Tag: seafood label

Horse Meat and Dodgy Seafood

A strange scandal is sweeping across Europe at the moment.

We’ve all been unwittingly eating horse meat, thinking it was beef.

This is not the delicious foal steak that can be bought in the best restaurants of Northern Italy; this is minced offal of unknown provenance sold as beef and packaged into the cheapest burgers and pre-cooked meals.

It’s a big story.

Chances are that many of us here in Europe have, at one time or another, tucked in to a little bit of some old nag or young filly. I’m not as upset about it as others.

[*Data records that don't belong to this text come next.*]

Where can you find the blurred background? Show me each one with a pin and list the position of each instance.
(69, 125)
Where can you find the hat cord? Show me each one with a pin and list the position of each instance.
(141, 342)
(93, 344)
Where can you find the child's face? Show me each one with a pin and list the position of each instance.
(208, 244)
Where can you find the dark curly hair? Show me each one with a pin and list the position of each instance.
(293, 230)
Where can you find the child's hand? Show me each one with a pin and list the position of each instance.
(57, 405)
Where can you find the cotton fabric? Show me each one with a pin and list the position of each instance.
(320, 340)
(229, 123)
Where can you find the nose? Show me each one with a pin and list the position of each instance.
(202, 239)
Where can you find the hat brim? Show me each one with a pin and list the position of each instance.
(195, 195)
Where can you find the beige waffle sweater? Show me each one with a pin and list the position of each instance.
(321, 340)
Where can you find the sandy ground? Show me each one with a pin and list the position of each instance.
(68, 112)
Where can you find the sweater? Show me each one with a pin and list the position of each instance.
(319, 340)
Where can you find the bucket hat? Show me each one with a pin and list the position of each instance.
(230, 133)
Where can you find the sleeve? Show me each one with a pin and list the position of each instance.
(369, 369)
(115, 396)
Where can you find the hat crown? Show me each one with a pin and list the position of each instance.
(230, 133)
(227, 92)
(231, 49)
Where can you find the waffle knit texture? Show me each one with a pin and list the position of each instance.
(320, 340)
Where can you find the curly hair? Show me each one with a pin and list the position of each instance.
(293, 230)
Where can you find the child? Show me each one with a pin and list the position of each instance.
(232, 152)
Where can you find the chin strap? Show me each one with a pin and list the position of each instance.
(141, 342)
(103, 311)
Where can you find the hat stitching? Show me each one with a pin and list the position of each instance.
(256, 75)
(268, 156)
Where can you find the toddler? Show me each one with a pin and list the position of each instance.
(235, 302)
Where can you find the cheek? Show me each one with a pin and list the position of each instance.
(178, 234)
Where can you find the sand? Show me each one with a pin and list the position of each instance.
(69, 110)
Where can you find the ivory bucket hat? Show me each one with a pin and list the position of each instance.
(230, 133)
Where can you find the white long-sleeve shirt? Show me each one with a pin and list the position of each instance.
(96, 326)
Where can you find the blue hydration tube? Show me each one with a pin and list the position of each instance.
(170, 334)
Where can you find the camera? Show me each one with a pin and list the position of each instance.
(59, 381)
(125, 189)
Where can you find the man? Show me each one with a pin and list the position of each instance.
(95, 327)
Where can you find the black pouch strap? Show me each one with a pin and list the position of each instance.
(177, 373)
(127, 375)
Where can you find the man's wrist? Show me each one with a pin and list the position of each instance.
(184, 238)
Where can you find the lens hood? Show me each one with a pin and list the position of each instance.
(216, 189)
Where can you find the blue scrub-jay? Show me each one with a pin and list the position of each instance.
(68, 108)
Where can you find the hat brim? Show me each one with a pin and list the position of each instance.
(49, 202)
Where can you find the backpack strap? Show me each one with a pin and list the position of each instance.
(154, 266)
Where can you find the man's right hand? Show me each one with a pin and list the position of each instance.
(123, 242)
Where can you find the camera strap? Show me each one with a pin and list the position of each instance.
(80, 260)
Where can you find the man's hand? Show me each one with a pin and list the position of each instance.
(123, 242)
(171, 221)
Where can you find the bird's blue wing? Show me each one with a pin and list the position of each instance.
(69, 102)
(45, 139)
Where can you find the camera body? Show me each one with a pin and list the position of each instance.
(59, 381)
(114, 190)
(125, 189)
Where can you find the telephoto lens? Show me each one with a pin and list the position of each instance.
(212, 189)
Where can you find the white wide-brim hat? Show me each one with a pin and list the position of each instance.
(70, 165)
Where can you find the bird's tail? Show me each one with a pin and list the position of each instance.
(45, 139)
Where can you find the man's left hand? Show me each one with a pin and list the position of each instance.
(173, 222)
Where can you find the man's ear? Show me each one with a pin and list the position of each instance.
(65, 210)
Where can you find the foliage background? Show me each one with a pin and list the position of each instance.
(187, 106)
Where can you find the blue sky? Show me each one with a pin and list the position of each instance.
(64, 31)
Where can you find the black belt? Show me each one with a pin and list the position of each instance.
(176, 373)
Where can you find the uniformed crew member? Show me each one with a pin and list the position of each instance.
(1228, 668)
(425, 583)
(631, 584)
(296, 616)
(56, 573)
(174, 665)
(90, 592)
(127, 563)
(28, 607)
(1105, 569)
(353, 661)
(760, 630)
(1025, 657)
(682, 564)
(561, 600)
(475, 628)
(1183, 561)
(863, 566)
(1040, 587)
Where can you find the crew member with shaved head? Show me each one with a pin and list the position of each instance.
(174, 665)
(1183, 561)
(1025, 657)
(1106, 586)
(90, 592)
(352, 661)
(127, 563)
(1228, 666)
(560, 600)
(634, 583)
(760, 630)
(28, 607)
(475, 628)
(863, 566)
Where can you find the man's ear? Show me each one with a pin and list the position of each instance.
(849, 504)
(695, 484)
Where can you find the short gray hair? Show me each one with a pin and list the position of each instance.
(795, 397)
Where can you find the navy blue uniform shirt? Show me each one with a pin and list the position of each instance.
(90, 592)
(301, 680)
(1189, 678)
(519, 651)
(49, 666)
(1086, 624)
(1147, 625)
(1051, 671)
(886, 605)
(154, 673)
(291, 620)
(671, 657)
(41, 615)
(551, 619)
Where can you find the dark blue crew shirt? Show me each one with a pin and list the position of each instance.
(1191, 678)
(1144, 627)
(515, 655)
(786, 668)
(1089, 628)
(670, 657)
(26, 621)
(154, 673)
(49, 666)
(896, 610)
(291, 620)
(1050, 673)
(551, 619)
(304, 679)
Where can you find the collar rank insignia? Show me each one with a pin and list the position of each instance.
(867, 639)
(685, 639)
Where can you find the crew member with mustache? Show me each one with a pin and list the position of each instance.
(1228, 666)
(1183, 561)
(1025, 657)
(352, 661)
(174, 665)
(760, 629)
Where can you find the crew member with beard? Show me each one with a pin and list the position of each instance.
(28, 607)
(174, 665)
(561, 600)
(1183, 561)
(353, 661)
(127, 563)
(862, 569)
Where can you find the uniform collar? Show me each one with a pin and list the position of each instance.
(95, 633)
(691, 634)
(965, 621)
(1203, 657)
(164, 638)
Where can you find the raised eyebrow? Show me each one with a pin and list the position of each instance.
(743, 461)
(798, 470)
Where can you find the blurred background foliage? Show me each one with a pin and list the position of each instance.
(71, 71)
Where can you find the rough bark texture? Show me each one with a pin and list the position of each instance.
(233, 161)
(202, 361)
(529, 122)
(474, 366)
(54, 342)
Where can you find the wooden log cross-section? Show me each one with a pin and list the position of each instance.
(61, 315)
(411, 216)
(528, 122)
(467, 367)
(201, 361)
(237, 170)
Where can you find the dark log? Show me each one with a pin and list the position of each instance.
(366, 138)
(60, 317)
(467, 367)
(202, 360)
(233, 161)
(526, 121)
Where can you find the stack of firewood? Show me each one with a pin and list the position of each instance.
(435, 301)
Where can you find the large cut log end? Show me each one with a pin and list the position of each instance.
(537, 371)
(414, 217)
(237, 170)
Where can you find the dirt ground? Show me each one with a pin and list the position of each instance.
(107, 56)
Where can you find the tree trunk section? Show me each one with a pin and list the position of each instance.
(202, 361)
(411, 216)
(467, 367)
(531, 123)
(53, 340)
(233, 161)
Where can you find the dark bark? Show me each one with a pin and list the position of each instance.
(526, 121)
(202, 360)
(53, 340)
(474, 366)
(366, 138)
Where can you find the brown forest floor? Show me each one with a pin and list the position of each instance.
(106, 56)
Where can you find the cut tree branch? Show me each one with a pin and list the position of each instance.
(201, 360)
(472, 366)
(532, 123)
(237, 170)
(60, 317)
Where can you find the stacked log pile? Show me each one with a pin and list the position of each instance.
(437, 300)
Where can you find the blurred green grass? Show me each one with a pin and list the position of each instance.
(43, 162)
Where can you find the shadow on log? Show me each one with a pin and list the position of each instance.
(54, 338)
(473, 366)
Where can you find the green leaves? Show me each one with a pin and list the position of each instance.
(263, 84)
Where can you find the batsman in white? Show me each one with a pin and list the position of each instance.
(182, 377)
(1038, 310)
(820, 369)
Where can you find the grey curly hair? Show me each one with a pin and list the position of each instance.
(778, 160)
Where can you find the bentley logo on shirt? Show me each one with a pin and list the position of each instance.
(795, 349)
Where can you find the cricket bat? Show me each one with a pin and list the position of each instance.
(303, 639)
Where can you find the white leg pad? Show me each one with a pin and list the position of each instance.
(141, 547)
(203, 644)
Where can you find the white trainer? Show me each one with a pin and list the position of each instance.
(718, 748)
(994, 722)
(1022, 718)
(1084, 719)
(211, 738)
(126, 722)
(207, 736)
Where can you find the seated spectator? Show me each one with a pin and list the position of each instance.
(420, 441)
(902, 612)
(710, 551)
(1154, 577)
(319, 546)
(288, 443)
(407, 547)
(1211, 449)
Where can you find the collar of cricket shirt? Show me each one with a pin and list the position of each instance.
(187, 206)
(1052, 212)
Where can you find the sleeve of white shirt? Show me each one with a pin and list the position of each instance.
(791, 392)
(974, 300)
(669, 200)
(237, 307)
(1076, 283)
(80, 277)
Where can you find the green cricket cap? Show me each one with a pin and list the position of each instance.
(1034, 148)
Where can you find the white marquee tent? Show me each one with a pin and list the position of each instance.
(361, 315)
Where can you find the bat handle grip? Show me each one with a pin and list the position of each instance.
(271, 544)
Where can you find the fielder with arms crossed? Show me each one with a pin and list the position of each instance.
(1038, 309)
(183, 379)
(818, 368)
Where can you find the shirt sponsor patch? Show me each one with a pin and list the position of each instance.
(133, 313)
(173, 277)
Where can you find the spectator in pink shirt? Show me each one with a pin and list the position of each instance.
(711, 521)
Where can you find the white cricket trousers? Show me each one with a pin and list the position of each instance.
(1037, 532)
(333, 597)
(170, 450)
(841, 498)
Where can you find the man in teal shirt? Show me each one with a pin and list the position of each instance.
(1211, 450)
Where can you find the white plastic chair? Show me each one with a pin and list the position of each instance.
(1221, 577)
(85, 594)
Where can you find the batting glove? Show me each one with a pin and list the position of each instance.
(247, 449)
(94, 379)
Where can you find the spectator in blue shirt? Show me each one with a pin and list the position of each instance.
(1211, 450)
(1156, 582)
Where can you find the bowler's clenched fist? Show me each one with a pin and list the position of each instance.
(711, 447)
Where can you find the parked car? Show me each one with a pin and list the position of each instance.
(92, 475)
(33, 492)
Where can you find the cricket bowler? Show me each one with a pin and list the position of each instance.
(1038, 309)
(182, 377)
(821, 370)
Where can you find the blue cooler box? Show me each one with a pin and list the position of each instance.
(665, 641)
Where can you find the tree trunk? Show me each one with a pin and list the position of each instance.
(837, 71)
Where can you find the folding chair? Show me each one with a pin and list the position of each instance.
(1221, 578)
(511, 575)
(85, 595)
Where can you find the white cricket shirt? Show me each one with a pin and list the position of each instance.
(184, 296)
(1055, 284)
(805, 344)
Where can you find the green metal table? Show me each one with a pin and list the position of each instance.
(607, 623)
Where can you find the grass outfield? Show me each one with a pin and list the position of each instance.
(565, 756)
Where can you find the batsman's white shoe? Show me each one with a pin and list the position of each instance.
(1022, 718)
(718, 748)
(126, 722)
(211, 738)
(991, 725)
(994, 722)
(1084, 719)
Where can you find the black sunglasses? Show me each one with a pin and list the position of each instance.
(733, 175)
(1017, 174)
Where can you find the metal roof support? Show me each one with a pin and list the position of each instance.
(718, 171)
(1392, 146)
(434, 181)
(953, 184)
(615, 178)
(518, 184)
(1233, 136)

I think it’s pretty likely that most of these horses were simply surplus free-range animals.

Perhaps we should even prefer to eat them over the poor creatures reared indoors or in feed-lots, tight-packed and hormone-pumped, with no access to grass.

A similar scandal has been bubbling over with fish:  studies have drawn attention to mislabelling across Europe, South Africa, and Australia, but most especially the United States, where it seems that most of what you buy is not what it claims to be.

In a recent Californian study every single fish sold as “snapper” wasn’t, and 9 out of 10 sushi samples were mislabeled.

This should upset us even more than horse meat, especially when you learn, for example, that escolar (a fish that can cause severe food poisoning if eaten in larger portions) is widely sold as white tuna in sushi restaurants, and regularly turns up as cod, grouper and sea bass elsewhere.